I wish Paul would've won the nomination. Then there would've been an actual debate.
Paul, of course, has good ideas with respect to military spending, foreign policy, etc., etc., etc. (Paul wants to make deep cuts to military spending. Not necessarily defense. But military. Ending all these needless and illegal wars. Including the asinine and fruitless drug war. I mean, why don't we have a war on dandruff -- ha ha ha!)
I don't support all of Paul's positions. I just think there would be an actual debate between him and Obama.
Can't see that happening with Obama and Romney. I mean, they serve the same interests and get their cash from the same banking and insurance sector.
The only issue they'll discuss: how far should we lower taxes. And how close should we get to a perfect form of capitalism. Which has never existed. And never will. Because, as George Carlin pointed out, the "owners" don't want that. I'm talking, as Carlin said, about the real owners. Carlin said: FORGET THE POLITICIANS. They are there to give you the illusion that you have choice. You don't. You have owners. They own you. And they certainly own the likes of Obama and Romney. I mean, Romney is poor relative to the extreme wealth of the Koch brothers; exceedingly poor.)
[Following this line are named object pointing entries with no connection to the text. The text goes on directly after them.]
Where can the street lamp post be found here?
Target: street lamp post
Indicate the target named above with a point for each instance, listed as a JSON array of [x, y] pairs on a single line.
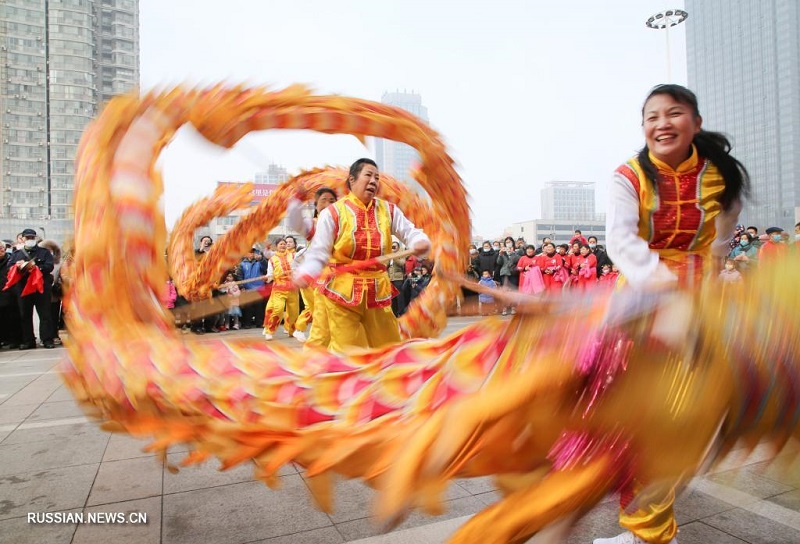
[[663, 20]]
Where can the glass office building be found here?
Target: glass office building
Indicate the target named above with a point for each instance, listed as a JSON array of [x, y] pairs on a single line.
[[744, 65], [60, 61]]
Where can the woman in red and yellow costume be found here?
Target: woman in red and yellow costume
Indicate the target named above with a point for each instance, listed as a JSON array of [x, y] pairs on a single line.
[[284, 296], [359, 227], [673, 211]]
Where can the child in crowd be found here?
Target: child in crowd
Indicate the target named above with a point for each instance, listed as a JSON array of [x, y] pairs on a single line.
[[608, 276], [486, 302], [730, 274], [233, 291]]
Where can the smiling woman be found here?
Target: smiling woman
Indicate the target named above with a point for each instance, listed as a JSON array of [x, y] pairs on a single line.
[[673, 208], [677, 202]]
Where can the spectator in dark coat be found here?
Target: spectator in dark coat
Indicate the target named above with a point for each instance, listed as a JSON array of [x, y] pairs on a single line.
[[10, 329], [29, 257]]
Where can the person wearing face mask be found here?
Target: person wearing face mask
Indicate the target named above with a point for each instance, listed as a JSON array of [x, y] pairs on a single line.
[[487, 260], [745, 254], [33, 285], [599, 252], [774, 245], [729, 274], [472, 267], [10, 330], [507, 259], [552, 266]]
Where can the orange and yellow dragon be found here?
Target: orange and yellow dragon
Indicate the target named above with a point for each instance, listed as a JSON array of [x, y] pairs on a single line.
[[543, 401]]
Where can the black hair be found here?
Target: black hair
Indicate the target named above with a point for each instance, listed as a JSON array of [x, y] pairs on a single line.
[[321, 191], [714, 146], [356, 167]]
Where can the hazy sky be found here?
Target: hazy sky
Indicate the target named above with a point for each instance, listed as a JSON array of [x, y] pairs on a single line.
[[523, 92]]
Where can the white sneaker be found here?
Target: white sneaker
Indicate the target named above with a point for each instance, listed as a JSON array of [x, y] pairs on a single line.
[[626, 538]]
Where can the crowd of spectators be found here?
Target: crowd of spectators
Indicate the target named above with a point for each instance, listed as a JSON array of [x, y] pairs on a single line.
[[33, 274]]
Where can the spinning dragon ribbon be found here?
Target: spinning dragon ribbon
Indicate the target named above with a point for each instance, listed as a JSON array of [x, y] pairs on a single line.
[[542, 401]]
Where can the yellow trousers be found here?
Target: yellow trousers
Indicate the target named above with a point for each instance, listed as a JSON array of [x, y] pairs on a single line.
[[278, 302], [320, 334], [345, 322], [307, 315], [654, 523]]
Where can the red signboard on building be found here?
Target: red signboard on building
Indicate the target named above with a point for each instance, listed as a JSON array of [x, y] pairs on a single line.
[[260, 190]]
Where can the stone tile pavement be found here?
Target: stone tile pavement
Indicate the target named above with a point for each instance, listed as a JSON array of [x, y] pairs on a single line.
[[53, 459]]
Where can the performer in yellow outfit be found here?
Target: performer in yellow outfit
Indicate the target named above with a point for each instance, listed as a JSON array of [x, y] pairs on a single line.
[[673, 208], [359, 227], [283, 296], [314, 313]]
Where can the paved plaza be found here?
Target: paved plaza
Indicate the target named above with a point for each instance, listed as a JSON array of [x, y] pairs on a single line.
[[53, 459]]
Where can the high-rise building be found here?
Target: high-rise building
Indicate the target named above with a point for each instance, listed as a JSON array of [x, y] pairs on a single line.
[[568, 201], [744, 65], [394, 158], [60, 61], [275, 175]]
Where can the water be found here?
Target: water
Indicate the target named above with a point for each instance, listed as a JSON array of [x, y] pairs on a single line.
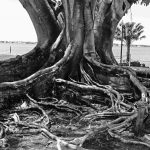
[[16, 48], [141, 54]]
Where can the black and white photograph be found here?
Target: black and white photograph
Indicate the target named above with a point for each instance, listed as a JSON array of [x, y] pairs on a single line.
[[74, 74]]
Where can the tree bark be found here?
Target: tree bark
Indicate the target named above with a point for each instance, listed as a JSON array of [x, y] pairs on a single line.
[[106, 21], [47, 31]]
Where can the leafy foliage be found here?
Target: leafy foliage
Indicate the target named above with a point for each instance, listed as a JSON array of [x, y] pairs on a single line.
[[131, 32]]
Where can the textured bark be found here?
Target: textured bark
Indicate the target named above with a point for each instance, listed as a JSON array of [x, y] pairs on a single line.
[[106, 21], [47, 31]]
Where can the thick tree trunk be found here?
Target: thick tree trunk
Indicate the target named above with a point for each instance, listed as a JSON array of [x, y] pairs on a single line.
[[47, 31], [106, 21]]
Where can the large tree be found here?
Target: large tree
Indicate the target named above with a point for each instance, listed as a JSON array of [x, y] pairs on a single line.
[[131, 32], [73, 62]]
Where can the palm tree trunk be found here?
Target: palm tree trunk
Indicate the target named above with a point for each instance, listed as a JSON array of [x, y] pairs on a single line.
[[128, 52]]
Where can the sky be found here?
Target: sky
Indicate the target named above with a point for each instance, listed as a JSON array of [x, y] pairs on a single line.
[[15, 24]]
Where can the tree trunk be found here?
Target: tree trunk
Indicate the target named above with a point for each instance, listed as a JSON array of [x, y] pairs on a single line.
[[87, 60], [106, 21], [47, 31]]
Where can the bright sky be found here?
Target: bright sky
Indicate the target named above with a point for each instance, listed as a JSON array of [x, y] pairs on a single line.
[[140, 14], [15, 24]]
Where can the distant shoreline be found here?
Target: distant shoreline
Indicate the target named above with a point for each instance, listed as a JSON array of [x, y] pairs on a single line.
[[31, 42], [132, 45], [17, 42]]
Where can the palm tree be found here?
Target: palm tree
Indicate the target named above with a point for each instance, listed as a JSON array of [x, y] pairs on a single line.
[[129, 32]]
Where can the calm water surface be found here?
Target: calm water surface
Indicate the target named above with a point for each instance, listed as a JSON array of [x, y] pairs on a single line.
[[141, 54]]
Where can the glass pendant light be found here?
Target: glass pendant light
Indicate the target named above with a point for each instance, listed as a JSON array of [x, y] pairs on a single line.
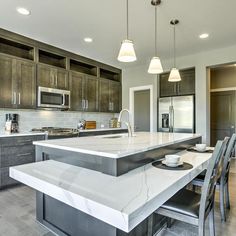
[[127, 53], [155, 66], [174, 74]]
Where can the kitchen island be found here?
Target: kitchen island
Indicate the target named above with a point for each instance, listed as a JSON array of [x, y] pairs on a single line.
[[114, 154], [73, 200]]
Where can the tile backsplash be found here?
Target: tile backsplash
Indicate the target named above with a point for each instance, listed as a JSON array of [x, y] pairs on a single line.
[[29, 119]]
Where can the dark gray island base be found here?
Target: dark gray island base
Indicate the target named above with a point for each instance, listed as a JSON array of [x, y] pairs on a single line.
[[68, 221], [108, 165]]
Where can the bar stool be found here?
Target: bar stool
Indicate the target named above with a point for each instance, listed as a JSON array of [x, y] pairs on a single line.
[[223, 181], [191, 207]]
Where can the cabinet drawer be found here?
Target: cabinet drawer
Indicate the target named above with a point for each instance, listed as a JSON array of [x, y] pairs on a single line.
[[5, 179], [17, 155]]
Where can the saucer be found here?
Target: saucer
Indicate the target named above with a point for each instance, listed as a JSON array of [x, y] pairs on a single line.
[[172, 164]]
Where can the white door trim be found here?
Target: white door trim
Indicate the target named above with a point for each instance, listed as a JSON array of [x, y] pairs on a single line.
[[131, 103]]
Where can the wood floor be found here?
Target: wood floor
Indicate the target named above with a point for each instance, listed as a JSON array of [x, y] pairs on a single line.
[[17, 214]]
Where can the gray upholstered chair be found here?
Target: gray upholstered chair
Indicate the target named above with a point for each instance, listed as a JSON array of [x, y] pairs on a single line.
[[223, 180], [191, 207]]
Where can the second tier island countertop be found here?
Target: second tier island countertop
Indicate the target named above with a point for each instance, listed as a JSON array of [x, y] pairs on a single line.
[[114, 154]]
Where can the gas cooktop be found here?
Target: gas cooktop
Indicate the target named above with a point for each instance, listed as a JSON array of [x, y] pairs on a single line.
[[56, 132]]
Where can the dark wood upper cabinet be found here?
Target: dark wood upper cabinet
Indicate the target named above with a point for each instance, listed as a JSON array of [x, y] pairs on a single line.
[[6, 82], [26, 81], [51, 77], [26, 64], [18, 81], [185, 87], [110, 96], [76, 81], [85, 96]]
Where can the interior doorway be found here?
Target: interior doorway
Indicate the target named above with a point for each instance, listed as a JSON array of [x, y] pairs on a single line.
[[141, 107], [222, 102]]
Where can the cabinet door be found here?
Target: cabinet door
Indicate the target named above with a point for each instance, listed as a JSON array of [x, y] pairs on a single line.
[[187, 84], [46, 76], [61, 80], [91, 93], [115, 96], [104, 102], [76, 91], [7, 96], [167, 88], [26, 84]]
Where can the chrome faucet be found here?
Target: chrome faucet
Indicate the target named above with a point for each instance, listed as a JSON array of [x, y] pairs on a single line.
[[127, 123]]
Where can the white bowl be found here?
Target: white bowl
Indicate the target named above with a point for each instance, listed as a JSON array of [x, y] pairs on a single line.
[[201, 147], [172, 159]]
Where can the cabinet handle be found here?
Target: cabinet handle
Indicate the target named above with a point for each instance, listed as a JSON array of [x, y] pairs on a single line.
[[23, 154], [19, 98], [14, 98]]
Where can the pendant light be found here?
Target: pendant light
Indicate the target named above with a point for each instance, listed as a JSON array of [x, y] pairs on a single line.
[[174, 74], [155, 66], [127, 53]]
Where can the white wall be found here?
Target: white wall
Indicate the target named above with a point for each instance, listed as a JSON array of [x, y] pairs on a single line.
[[138, 76]]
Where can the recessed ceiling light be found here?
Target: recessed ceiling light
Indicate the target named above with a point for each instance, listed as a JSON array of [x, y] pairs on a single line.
[[88, 40], [23, 11], [203, 36]]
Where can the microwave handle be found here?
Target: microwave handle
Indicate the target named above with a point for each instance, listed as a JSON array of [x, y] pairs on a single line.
[[63, 99]]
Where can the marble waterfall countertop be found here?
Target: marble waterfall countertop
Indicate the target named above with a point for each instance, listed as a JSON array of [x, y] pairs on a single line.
[[123, 201], [117, 145]]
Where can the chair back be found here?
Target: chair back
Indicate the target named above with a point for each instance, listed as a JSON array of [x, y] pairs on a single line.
[[227, 158], [212, 174]]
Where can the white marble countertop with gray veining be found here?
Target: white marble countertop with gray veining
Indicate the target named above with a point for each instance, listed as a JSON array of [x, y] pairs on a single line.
[[7, 134], [123, 201], [117, 145], [100, 129]]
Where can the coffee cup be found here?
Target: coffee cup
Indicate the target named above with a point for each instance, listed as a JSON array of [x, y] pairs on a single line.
[[201, 147], [172, 159]]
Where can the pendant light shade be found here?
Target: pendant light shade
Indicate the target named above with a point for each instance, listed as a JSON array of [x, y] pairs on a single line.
[[127, 53], [174, 74], [155, 66]]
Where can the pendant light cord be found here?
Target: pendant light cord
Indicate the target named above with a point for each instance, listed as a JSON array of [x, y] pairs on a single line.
[[127, 18], [155, 31], [174, 49]]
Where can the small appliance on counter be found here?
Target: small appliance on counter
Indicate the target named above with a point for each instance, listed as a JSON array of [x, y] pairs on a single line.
[[113, 123], [81, 124], [90, 124], [11, 124]]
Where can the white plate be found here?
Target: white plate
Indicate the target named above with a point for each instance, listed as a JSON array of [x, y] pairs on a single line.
[[207, 149], [172, 164]]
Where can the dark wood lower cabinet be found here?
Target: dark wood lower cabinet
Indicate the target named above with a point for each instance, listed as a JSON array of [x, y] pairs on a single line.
[[15, 151]]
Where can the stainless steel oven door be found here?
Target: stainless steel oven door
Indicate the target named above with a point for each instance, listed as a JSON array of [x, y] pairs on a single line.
[[53, 98]]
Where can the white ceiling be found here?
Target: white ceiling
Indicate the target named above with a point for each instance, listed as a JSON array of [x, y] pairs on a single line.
[[64, 23]]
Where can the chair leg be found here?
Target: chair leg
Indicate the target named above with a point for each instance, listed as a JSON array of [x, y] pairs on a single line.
[[212, 222], [222, 202], [201, 228], [168, 222], [227, 195]]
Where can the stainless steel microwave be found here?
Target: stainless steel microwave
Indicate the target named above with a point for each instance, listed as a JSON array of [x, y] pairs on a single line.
[[53, 98]]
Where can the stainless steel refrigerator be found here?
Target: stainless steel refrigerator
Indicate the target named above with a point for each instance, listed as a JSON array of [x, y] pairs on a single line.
[[176, 114]]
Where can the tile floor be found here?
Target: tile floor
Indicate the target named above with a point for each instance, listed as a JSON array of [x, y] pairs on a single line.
[[17, 214]]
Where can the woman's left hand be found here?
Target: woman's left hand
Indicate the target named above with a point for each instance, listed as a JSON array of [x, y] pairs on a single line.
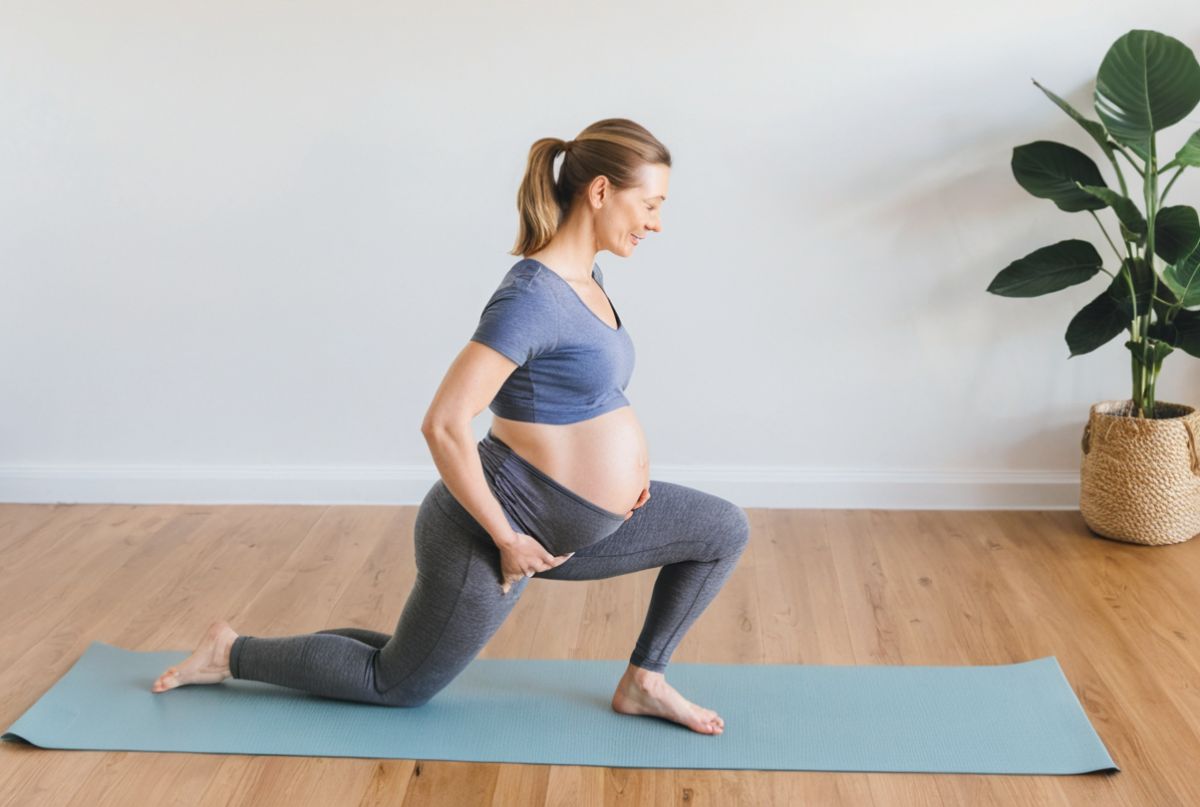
[[641, 500]]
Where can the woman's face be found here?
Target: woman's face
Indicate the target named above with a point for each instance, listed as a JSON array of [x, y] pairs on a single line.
[[634, 211]]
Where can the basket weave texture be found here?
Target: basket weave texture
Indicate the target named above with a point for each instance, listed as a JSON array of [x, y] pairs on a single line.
[[1140, 477]]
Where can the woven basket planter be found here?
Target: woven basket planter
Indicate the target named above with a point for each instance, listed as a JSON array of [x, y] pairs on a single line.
[[1140, 478]]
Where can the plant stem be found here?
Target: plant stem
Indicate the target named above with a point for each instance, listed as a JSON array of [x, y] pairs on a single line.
[[1168, 189]]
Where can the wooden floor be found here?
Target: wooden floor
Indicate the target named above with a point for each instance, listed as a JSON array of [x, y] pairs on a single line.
[[813, 587]]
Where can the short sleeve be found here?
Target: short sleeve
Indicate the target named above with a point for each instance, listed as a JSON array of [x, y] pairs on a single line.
[[520, 321]]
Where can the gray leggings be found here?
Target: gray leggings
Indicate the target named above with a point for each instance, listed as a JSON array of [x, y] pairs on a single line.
[[456, 603]]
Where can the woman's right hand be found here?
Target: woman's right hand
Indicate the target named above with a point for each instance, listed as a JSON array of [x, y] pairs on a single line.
[[522, 556]]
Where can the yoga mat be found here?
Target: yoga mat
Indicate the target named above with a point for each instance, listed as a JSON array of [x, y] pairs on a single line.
[[1007, 718]]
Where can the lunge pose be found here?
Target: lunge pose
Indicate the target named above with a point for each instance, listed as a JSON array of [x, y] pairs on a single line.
[[559, 488]]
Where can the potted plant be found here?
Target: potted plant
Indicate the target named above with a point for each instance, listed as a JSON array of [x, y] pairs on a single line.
[[1140, 467]]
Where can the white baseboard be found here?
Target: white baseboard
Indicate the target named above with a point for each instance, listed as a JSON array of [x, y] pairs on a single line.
[[763, 486]]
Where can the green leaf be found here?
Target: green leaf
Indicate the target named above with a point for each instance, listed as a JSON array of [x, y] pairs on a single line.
[[1183, 276], [1098, 321], [1048, 269], [1127, 211], [1176, 232], [1050, 171], [1147, 82], [1091, 126], [1189, 155]]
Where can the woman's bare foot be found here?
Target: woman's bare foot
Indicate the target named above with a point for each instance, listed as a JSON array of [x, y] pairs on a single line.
[[642, 692], [208, 664]]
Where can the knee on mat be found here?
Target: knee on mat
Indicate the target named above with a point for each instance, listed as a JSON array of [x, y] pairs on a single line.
[[403, 698]]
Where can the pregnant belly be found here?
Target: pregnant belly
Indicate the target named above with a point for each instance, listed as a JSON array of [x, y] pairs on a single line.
[[603, 459]]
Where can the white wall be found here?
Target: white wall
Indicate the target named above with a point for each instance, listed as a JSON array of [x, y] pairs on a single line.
[[240, 243]]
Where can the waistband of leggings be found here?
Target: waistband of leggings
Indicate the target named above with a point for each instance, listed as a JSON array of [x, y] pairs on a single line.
[[550, 480]]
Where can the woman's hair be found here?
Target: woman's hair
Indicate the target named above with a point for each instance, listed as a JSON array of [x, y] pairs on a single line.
[[613, 147]]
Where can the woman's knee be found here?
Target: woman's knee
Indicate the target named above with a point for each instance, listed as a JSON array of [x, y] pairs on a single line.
[[737, 527]]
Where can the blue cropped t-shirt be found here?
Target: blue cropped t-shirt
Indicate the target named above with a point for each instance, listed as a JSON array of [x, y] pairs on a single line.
[[571, 364]]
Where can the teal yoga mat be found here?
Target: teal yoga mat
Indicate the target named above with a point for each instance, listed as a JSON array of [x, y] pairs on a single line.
[[1007, 718]]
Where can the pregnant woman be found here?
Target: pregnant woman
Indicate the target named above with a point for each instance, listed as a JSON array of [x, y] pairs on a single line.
[[558, 489]]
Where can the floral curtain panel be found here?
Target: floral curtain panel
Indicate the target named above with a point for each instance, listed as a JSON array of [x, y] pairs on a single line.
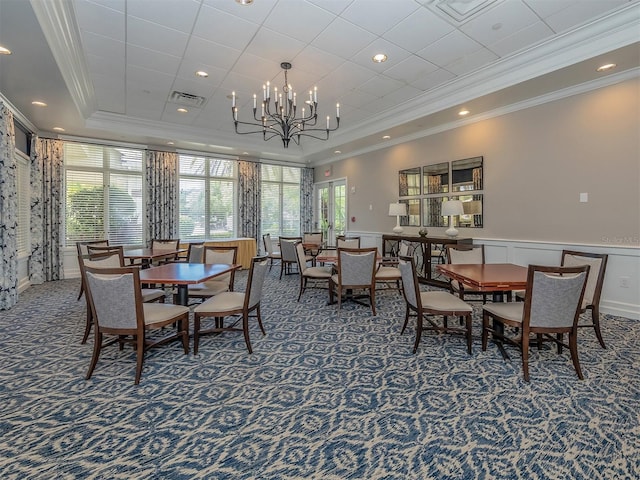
[[8, 212], [162, 195], [47, 170], [249, 199], [306, 200]]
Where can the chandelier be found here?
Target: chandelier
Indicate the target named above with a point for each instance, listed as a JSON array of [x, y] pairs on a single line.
[[279, 119]]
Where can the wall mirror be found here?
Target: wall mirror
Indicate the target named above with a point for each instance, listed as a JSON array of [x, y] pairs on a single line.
[[410, 182], [412, 219], [435, 178], [472, 206], [466, 174], [431, 212]]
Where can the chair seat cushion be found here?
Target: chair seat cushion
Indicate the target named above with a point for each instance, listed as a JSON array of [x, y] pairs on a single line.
[[151, 294], [161, 312], [318, 272], [443, 301], [209, 289], [388, 273], [511, 311], [223, 302]]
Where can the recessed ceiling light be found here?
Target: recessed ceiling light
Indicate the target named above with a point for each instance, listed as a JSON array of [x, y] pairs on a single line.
[[605, 67], [379, 58]]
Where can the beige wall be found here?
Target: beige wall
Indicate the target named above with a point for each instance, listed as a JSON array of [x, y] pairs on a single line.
[[537, 161]]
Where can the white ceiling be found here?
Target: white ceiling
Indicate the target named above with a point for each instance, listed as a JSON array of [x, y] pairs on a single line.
[[107, 68]]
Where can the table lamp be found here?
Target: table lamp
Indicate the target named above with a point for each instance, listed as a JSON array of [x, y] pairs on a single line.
[[397, 209], [451, 209]]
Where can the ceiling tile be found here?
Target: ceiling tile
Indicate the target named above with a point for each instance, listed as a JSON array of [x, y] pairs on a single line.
[[280, 19], [378, 16]]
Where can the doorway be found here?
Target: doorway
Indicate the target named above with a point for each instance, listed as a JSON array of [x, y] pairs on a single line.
[[331, 208]]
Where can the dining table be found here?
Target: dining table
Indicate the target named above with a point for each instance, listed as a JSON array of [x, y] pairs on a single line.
[[496, 278], [147, 255], [184, 274]]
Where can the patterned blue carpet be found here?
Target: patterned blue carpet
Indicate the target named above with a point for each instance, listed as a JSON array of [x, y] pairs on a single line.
[[322, 397]]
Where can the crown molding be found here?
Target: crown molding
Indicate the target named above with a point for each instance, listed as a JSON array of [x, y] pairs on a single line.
[[58, 22]]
So, why not end all taxes? Let's not fuck about. Let's have pure capitalism. (I, of course, don't support this. But that's what they -- in the words of Carlin: the people that own this place -- are inevitably pushing towards.
But do the billionaire donors of politicians really want a plenary market system? Do they? Do the Koch brothers and executives like Lloyd Blankfein and Rex Tillerson really want a thorough market system where there are no taxes, no subsidies, no bailouts and no externalizing their costs? Well, no. They'd be mad to push for that.
However, they're simply serving their own interests -- and it's fully rational and levelheaded-- to shift the tax base from them to everyone else.
And Romney isn't in this presidential race to "create" jobs. It isn't about that. Nor should it be. He is rational.
And his own good sense dictates to "gain wealth, forgetting all but self."
He's being, well, coyly rational. He's serving, again, his own concerns. He knows that.
And, too, as a rational actor, well, why should he care or concern himself with anyone else? Why? The business world is not benevolent. And can't be.